RE: Newbie question

Subject: RE: Newbie question
From: Kay Michael <Michael.Kay@xxxxxxx>
Date: Mon, 26 Apr 1999 12:17:02 +0100
> I guess what I'm hoping to
> find is something really clean that automatically takes XML, 
> applies the XSL stylesheet provided and spits out whatever the stylesheet 
> says to spit out....in this case HTML......without having to change or add
a single 
> line of java or perl.

I think all the XSL processors do this, in a sense. But you have to call
them from somewhere, whether it's a command line, a URL, or a single line of
code in an ASP page or Java Server Page. What's appropriate depends on when
and where you want to invoke the stylesheet (client-side or server-side, or
eagerly at content publishing time).

The default way of invoking a stylesheet "automatically" is to name the
stylesheet within the XML document source and have the browser recognise it
(which IE5 does). Personally I don't like that option much because I like
the idea that different users should have different views of the same data.

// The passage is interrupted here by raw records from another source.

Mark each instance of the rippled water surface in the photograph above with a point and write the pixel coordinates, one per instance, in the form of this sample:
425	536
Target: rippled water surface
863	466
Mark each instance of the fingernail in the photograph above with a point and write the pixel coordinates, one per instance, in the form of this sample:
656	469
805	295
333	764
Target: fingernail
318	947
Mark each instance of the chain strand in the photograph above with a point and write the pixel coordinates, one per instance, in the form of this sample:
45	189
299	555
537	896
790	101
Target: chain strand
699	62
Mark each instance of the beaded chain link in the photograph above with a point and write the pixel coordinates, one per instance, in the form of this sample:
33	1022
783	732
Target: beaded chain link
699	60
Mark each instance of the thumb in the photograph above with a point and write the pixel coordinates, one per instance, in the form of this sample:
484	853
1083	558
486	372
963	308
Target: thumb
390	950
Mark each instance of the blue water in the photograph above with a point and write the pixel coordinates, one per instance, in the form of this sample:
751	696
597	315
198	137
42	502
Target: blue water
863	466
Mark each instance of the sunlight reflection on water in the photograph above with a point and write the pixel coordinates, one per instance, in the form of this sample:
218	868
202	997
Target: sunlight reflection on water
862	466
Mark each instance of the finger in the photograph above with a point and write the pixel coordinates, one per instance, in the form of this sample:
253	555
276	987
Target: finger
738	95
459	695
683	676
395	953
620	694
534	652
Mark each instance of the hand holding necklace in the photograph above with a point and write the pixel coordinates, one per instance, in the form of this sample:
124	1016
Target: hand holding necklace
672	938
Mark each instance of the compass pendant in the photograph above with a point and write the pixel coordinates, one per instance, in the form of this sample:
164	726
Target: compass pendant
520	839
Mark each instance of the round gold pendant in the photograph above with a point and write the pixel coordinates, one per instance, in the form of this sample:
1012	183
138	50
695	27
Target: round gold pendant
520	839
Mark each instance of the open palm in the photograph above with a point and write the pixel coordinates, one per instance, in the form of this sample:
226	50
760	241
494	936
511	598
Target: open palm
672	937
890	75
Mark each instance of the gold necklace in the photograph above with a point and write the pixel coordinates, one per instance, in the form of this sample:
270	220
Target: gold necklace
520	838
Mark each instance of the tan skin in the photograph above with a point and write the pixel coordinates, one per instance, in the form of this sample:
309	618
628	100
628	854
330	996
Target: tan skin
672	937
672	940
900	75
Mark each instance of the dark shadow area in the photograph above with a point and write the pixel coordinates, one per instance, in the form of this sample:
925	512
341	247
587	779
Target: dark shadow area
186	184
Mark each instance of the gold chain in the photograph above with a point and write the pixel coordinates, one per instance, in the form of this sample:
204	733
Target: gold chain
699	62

In SAXON 4.2 I've provided another option, compiling the stylesheet to
create a servlet which can be referenced directly by URL, specifying the
source XML document as a parameter. I don't think this really makes your
life enormously easier, it means that instead of writing a bit of script to
invoke the stylesheet at run-time you need to write a bit of script to
compile it and install it each time you edit it: but I do think it's an
architecture that has great promise from a performance perspective.